Elizabeth   Posted: March 27, 2009 1:21 AM
I've seen where it goes the opposite of this article, too. Last year a cousin had a recurrence of cancer and refused treatment except for pain. He said the doctors were really pushing for him to accept treatment, but admitted it would prolong his life only by 6 months to a year. Said he knew where he was going and saw no need to go through the suffering of chemo and radiation again just to add a little more time here on earth. Also, consider that religious, even christian, does not mean that the person truly has a relationship with God. My husband says he is christian, but I never see him pray or study the word, and he thinks the kids and I "overdo" the "church thing." Every death in the family I have observed him around he was very angry that "doctors gave up," even when other family members agreed it was time to stop treatment. He is obsessed himself with health, vitamins, diet, etc. His vitamins and OTC medicines take up more room in the bathroom than my make-up and hair stuff.

Joe Kaul   Posted: March 26, 2009 10:58 PM
Being a critical care nurse in an urban medical ICU, I have innumerable times seen how ill prepared are so many evidently devoutly religious patients and families, of various faiths, to accept the end of a loved one’s earthly existence. It is just here, at the point of confronting the visceral reality of physical death, that the exercise of faith can become dysfunctional by enabling denial. When and how is one who believes in a God who has raised people from sickbeds and even the dead, to know its time to let go? And what family of such faith can escape contemplating, wrongly, that perhaps they are failing and abandoning their beloved when they are forced to be the ones to say, ‘Stop: That’s enough.’? We ask so very much of these poor, ill prepared, surviving souls. This is the trick, to know when and how to transition from a hope that is present and temporal to one that is future and eternal.

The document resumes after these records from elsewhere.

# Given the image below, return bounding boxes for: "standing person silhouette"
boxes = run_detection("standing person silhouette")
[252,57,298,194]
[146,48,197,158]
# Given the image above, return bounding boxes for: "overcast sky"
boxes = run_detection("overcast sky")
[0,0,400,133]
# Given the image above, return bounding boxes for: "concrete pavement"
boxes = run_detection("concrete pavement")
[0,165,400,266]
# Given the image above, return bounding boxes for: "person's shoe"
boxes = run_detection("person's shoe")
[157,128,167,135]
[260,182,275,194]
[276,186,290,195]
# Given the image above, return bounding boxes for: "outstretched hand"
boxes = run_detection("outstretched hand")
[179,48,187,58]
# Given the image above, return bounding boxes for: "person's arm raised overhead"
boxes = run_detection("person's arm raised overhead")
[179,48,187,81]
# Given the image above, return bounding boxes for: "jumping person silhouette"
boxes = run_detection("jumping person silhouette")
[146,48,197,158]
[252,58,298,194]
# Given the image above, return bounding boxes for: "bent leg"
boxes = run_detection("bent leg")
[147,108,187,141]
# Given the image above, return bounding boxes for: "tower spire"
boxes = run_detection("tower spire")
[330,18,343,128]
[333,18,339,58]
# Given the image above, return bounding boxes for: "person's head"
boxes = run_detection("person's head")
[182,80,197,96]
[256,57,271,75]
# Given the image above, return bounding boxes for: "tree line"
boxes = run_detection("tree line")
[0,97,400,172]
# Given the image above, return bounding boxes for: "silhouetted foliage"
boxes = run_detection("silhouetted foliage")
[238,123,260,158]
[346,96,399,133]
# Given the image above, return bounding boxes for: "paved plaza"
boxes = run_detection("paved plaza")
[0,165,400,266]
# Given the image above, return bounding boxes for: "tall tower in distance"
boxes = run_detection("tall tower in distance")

Brian Lyke   Posted: March 26, 2009 8:02 PM
I find this article very disturbing. As a former hospice chaplain I've journeyed with many terminally ill people and have seen what happens when they give themselves over to aggressive, and sometimes experimental treatments that result in poor quality of life at great expense to themselves and their loved ones. For a young person a more aggressive treatment may be warranted, but for older people who've retired and want to enjoy their remaining years, the promise of cure or remission can be a slippery slope to disaster. Death is very much a part of life and dying well is hard to do in this culture. As soon as you are admitted to the hospital you've put yourself in the hands of people for whom death is the enemy to be defeated at all costs. For some this is good news. For others it can be the worst possible situation. Make friends with death now, accept that your body will die one day, and should you hear the news that your illness is terminal, give yourself to love, not fear.

Michelle   Posted: March 26, 2009 5:50 PM
I'm not sure I get the point to this subject! I do fight a terminal disease and I wouldn't prolong life if I knew my changes were slim and rack up a large medical bill. I'm sure about my destiny and I'm what they call religious. To be with God is golden. The only reason I would prolong it is because I would want to tell more people about Christ.

Howard Pepper   Posted: March 26, 2009 4:01 PM
One set of data that could be instructive to seek out, suggested by this reported research is this: What percentage of highly religious people (or specifically Christian), when faced with death, are confident about their destiny after it, and feel prepared to enter it? While it would seem that concerns over "assurance of salvation" are concentrated mostly in the young, might such research reveal that perhaps many even among much older believers still have concerns about their destiny?